Identification of Putative Gene-Target Modulators of Radiosensitivity in Bladder Cancer Cell Lines (BlaCCL)

Purpose/objective(s) We aimed to computationally derive potential modulators of radiosensitivity in an expanded panel of BlaCCL based upon whole-transcriptomic RNA-seq analysis integrated with functional enrichment and interaction analysis. Materials/methods Twenty established BlaCCL, verified by genomic fingerprinting, were profiled with RNA-seq with raw counts normalized via log (TPM+1). We performed colony forming assays on all cell lines in triplicate with radiosensitivity measured via area-under-the-cell-survival curve (AUC) at varying doses of radiation (0-8 Gy). Gene signatures of radiosensitivity and resistance were generated via unsupervised matrix decomposition of the RNA-seq dataset using statistical software run at k = 13 for 10,000 iterations correlated with AUC via Spearman's rho.

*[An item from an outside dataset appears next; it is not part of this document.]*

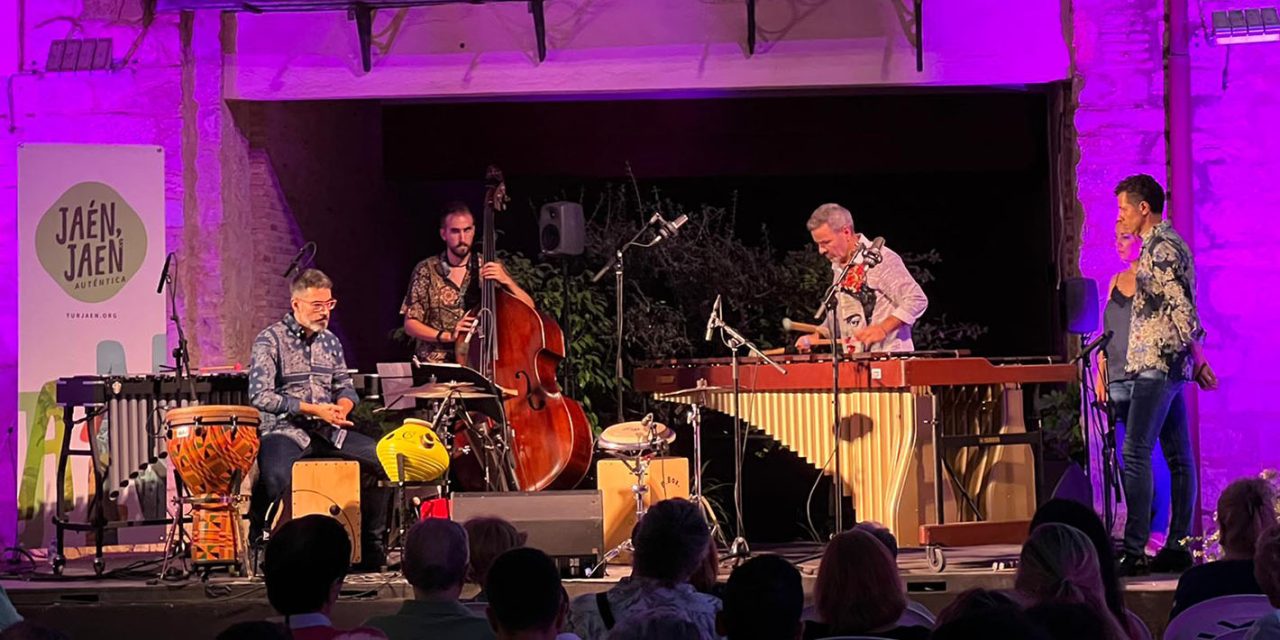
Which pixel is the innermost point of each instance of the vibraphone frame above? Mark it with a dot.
(158, 394)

Putative modulators of radiosensitivity were identified as hub proteins in protein-protein interaction networks (via String-DB) of the native gene signatures and of derived sets of upstream kinases with hypergeometric P ≤ 0.05. Results RNA-seq analysis identified 18,634 genes for the panel of BlaCCL, of which updated satisfactory colony forming results were obtained for 18 cell lines with AUC (range = 3.40-5.94). Generated signatures of radiosensitivity and radioresistance based on baseline gene expression consisted of 2,192 and 282 unique genes respectively. Our radiosensitivity signature contains 1,543 unique genes compared to previously described signatures of response in patients undergoing definitive chemoradiation, i.e., signatures of T-cell inflamed tumors and interferon-gamma response. Network analyses of the gene signatures reveal hub proteins that connect networks of proteins related to inflammatory response, oxidative stress, DNA-damage repair, cell cycle and others. These include TNF, VNN1, ESR1, H2AC14, RXRG, FPR2, ADCY1, and S1PR4. Kinase enrichment analysis revealed hub proteins previously described in the radiation response including ATM, ATR, CHEK2, AKT1, SRC, JAK2, and ERK-signaling among others. Conclusion Biologically plausible modulators of radiosensitivity and resistance can be derived from transcriptomic data paired with phenotypic data and functional enrichment analysis. Further mechanistic studies are necessary to confirm potential modulators of the radiation response which may eventually lead to novel radiosensitizing drugs to improve response to chemoradiation in bladder cancer patients.